Now that you’re familiar with direct proof and proof by contradiction, it’s time to discover a powerful technique of proof by induction.

*Aside: do not confuse mathematical induction with inductive or deductive reasoning. Despite the name, mathematical induction is actually a form of deductive reasoning.*

Let’s say, we want to prove that some statement \(P\) is true for all positive integers. In other words:

\(P(1)\) is true, \(P(2)\) is true, \(P(3)\) is true… etc.

We could try and prove each one directly or by contradiction, but the infinite number of positive integers makes this task rather grueling. Proof by induction is a sort of generalization that starts with the basis:

**Basis:** Prove that \(P(1)\) is true.

Then makes one generic step that can be applied indefinitely:

**Induction step:** Prove that for all \(n\geq1\), the following statement holds: If \(P(n)\) is true, then \(P(n+1)\) is also true.

See what we did there? We’ve devised another problem to solve, and it’s seemingly the same. But if the basis is true, then proving this *inductive step* will prove the theorem.

To do this, we chose an arbitrary \(n\geq1\) and assume that \(P(n)\) is true. This assumption is called the *inductive hypothesis*. The tricky part is this: we don’t prove the hypothesis directly, but prove the \(n+1\) version of it.

This is all rather amorphous, so let’s prove a real theorem.

**Theorem 1.** For all positive integers \(n\), the following is true:

\begin{equation} \label{eq:1} 1 + 2 + 3 + … + n = \frac{n(n+1)}{2} \end{equation}

**Proof**. Start with the basis when \(n\) is \(1\).

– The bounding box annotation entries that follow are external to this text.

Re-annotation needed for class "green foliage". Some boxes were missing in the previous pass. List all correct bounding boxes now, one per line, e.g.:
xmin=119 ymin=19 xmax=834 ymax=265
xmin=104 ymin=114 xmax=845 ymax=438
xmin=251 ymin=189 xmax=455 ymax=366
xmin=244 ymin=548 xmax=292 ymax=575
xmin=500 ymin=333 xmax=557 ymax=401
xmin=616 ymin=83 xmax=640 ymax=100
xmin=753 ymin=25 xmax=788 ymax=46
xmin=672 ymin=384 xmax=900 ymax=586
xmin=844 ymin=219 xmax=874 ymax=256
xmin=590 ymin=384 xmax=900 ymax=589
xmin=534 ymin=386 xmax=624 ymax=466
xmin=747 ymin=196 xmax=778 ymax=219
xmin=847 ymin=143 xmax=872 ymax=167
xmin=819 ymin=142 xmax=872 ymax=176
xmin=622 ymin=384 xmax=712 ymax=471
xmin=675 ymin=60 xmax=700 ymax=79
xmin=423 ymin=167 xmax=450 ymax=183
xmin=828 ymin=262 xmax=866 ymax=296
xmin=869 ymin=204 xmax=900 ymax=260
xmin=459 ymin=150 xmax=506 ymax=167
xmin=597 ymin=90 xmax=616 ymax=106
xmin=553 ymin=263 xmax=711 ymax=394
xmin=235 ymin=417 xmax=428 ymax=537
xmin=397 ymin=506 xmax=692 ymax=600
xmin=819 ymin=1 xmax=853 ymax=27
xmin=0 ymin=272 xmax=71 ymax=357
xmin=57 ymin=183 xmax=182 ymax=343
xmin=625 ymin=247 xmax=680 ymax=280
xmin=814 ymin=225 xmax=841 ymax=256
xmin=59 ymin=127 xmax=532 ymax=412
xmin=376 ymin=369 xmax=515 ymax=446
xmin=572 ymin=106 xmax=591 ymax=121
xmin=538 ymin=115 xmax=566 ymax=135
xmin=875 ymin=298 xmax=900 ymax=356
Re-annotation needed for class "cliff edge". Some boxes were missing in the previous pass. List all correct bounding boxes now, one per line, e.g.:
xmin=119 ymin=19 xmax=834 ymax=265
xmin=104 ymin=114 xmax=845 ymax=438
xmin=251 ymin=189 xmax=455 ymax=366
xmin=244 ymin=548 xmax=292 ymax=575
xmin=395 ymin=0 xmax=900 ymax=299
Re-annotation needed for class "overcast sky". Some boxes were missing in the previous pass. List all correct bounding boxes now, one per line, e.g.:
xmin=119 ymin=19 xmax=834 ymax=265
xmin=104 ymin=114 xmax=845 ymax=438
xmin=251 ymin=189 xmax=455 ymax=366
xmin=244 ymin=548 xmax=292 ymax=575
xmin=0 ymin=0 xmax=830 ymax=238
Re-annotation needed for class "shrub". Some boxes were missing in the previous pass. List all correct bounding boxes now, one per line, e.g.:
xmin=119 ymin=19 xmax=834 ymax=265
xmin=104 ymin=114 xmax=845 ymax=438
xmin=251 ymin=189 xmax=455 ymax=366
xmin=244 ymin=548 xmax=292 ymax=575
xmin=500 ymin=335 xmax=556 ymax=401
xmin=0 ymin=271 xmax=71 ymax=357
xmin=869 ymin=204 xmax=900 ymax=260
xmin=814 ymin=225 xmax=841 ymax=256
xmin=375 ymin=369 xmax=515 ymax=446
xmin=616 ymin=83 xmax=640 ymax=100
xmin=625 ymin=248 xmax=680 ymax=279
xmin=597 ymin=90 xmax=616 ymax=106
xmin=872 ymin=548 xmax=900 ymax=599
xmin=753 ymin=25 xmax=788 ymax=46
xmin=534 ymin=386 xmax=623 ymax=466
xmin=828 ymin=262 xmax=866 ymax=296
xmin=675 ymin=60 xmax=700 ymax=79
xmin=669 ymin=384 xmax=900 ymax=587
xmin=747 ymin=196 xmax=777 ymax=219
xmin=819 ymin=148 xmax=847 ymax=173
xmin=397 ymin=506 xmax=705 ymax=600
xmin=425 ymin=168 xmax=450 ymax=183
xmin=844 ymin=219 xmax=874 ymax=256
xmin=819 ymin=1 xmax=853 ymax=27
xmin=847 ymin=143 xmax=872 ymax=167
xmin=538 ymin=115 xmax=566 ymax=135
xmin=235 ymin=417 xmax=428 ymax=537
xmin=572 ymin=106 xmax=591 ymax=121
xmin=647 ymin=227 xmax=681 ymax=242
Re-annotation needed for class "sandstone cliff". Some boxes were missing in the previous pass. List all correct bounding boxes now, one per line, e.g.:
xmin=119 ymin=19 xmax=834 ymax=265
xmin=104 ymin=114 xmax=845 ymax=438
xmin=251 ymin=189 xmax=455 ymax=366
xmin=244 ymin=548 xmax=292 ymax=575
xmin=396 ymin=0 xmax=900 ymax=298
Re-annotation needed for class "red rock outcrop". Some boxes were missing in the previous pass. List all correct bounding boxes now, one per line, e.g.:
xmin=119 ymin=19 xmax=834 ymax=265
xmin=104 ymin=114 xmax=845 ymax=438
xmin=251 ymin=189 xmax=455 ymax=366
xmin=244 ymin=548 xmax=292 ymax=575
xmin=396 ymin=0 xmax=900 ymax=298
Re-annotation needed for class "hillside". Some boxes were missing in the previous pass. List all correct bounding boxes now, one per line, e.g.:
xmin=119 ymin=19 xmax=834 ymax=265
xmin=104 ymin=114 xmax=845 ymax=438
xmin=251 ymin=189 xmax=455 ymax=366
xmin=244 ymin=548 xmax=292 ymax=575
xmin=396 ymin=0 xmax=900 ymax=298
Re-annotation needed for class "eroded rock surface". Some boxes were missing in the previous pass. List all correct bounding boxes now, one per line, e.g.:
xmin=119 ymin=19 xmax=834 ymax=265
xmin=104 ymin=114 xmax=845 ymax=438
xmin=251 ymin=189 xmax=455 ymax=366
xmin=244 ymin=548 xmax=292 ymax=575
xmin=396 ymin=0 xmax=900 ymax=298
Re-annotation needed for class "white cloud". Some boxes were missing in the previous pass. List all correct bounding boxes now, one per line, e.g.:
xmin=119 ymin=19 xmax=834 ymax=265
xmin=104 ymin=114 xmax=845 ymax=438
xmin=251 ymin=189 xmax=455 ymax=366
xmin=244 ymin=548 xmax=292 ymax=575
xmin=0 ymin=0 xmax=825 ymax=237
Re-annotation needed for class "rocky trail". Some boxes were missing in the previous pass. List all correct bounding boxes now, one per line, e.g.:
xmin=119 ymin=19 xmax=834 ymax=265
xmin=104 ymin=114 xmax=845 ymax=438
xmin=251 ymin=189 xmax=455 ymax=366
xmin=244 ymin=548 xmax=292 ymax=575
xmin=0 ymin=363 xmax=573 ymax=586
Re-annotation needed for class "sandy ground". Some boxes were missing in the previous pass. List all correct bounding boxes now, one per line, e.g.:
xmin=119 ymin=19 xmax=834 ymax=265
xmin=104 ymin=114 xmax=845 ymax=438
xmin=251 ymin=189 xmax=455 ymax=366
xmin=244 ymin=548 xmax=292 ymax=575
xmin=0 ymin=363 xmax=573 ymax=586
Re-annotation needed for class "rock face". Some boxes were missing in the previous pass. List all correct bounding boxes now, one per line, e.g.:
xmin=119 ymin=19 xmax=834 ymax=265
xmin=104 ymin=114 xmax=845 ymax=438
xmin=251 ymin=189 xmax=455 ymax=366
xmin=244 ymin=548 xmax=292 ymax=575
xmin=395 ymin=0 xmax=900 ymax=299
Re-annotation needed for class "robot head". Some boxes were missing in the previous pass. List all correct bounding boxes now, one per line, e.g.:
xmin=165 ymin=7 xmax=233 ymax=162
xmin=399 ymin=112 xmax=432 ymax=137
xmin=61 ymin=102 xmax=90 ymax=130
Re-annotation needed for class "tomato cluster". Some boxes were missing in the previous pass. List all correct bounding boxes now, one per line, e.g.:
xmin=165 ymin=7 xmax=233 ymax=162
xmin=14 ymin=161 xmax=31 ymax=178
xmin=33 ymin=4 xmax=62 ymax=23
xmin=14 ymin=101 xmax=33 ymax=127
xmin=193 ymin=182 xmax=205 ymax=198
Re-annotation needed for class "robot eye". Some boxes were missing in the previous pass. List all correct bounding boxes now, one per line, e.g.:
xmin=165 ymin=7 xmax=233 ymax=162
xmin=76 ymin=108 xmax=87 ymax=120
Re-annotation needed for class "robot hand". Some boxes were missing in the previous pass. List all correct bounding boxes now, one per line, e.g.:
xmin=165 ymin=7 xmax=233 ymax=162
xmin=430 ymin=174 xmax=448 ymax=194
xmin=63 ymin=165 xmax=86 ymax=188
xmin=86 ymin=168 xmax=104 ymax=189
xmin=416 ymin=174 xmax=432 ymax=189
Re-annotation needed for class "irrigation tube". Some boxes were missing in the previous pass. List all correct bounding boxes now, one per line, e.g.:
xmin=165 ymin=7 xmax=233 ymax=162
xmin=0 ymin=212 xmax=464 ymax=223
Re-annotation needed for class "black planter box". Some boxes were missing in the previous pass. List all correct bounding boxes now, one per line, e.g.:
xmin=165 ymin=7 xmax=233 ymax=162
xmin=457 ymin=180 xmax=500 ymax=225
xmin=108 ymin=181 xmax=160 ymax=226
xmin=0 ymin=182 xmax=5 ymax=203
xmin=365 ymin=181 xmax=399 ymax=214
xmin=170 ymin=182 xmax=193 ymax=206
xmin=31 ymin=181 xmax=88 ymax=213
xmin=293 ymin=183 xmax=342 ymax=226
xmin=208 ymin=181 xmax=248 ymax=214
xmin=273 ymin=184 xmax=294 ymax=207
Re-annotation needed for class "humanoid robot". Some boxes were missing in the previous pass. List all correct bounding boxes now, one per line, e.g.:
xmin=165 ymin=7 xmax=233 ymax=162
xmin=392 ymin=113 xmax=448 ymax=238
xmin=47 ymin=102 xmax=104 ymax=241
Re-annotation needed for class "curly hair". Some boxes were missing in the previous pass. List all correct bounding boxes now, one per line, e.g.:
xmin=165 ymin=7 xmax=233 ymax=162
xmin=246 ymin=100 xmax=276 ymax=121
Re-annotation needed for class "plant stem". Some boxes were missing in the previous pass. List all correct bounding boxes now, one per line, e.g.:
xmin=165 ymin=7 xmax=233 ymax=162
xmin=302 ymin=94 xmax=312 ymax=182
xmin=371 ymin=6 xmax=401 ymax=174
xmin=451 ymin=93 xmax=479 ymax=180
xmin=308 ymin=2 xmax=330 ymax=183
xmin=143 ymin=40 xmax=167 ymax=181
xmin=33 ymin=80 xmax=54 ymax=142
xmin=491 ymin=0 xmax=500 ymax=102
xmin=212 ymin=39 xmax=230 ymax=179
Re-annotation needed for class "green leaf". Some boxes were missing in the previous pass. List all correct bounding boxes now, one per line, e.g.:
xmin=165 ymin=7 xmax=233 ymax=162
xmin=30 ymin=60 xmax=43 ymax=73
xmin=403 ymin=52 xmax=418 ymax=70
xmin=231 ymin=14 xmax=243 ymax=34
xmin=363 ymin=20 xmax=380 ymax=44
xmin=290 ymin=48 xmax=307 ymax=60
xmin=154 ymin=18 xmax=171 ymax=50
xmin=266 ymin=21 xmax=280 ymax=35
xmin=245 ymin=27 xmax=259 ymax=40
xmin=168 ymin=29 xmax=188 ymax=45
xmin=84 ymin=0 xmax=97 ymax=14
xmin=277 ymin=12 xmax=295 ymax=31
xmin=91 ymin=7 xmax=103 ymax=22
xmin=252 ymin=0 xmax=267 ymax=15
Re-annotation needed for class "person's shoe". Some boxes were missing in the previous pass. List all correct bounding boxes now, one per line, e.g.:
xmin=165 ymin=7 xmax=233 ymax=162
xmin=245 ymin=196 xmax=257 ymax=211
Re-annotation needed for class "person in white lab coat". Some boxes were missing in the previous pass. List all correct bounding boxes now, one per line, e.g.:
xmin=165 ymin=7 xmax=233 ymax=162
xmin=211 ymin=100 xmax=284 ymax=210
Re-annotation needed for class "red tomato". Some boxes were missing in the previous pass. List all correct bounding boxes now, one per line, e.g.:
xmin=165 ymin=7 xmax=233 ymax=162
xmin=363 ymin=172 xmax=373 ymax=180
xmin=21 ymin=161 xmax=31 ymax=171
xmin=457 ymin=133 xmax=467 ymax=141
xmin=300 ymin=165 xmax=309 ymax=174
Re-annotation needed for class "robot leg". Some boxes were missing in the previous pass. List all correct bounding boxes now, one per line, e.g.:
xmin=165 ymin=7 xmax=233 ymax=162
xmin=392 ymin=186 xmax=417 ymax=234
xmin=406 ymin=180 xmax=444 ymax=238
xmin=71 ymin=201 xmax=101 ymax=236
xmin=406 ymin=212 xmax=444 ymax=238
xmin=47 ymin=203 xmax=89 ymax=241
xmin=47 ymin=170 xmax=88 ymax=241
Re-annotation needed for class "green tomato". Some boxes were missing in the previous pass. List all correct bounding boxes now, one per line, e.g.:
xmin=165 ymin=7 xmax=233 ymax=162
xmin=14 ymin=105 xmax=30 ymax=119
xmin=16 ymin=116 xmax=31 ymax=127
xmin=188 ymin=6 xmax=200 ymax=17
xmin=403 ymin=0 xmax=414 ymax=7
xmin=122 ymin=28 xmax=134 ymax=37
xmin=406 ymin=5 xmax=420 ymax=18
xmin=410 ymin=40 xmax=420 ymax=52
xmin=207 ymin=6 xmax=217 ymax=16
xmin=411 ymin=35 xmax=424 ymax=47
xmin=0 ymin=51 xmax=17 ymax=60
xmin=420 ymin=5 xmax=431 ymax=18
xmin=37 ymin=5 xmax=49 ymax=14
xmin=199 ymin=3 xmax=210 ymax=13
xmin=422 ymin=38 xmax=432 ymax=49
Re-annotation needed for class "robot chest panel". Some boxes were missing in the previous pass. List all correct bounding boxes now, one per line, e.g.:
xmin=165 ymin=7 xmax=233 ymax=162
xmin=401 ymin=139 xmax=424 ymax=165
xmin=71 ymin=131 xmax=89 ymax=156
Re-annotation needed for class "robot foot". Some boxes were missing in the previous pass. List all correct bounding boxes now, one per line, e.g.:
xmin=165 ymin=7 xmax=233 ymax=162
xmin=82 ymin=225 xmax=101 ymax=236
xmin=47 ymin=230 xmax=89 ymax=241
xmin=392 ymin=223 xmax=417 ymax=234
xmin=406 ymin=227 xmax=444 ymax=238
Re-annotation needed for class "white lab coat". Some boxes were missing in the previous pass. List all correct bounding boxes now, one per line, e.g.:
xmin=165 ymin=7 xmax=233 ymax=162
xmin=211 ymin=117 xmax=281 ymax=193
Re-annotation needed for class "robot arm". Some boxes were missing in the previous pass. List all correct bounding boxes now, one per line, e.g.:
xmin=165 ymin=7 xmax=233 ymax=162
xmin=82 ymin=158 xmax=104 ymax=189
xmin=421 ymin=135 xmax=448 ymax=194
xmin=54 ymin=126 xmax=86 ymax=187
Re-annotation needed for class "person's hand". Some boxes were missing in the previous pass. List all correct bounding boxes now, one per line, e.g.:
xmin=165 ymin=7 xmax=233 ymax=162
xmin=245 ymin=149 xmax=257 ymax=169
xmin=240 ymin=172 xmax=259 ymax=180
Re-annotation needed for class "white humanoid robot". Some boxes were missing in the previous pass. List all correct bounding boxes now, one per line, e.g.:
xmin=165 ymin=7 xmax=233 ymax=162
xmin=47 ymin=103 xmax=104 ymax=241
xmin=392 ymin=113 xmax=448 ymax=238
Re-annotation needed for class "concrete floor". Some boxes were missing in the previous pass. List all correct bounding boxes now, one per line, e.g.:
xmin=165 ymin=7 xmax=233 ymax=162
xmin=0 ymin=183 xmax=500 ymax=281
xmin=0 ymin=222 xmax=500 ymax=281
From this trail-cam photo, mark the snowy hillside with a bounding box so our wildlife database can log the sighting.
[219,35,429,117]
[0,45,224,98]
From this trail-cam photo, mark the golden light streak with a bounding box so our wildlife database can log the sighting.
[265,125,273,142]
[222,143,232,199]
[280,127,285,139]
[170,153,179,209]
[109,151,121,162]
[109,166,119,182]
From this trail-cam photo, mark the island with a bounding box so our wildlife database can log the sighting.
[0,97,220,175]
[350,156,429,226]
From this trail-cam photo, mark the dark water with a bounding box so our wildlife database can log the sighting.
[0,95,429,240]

Just calculate it:

\[ 1 = \frac{1(1+1)}{2}. \]

This is correct, so, the basis is proven. Now, assume that the theorem is true for any \(n\geq1\):

\begin{equation} \label{eq:2} 1 + 2 + 3 + … + n = \frac{n(n+1)}{2} \end{equation}

In the induction step we have to prove that it’s true for \(n+1\):

\begin{equation} \label{eq:3} 1 + 2 + 3 + … + (n+1) = \frac{(n+1)(n+2)}{2} \end{equation}

Having this equation, we should just try to expand it and prove directly. Since the last member on the left side is \(n+1\), the second last must be \(n\), so:

\[ 1 + 2 + 3 + … + (n + 1) = 1 + 2 + 3 + … + n + (n+1) \]

From our assumption, we know, that

\[ 1 + 2 + 3 + … + n = \frac{n(n+1)}{2}. \]

So, let’s replace it on the right hand side:

\[ 1 + 2 + 3 + … + (n + 1) = \frac{n(n+1)}{2} + (n+1) \]

And then make that addition so that the right hand side is a single fraction:

\[ 1 + 2 + 3 + … + (n + 1) = \frac{n(n+1)}{2} + \frac{2(n+1)}{2} \]

\[ = \frac{n(n+1) + 2(n+1)}{2} \]

\[ = \frac{(n+1)(n+2)}{2}. \]

Done, we have proven that the inductive step (\ref{eq:3}) is true.

There are two results:

- The theorem is true for \(n=1\).
- If the theorem is true for any \(n\), then it’s also true for \(n+1\).

Combining these two results we can conclude that the theorem is true for all positive integers \(n\).

I had troubles with this technique because for a long time I couldn’t for the life of me understand why is this *enough* and how is the basis *helping*?! The basis seemed redundant. We assume \(P(n)\) is true, then prove that \(P(n+1)\) is true given that \(P(n)\) is true, but so what? We didn’t prove the thing we assumed!

It clicked after I understood that we don’t have to prove \(P(n)\), we just take the concrete value from the basis and use it as \(n\). Since we have a proof of \(P(n+1)\) being true **if** \(P(n)\) is true, we conclude that if \(P(1)\) is true, then \(P(1+1)\) is true.

Well, if \(P(1+1)\) is true, then, using the same idea, \(P(1+1+1)\) is true, and so forth.

The basis was the cheat-code to kick-start the process by avoiding the need to prove the assumption \ref{eq:2}.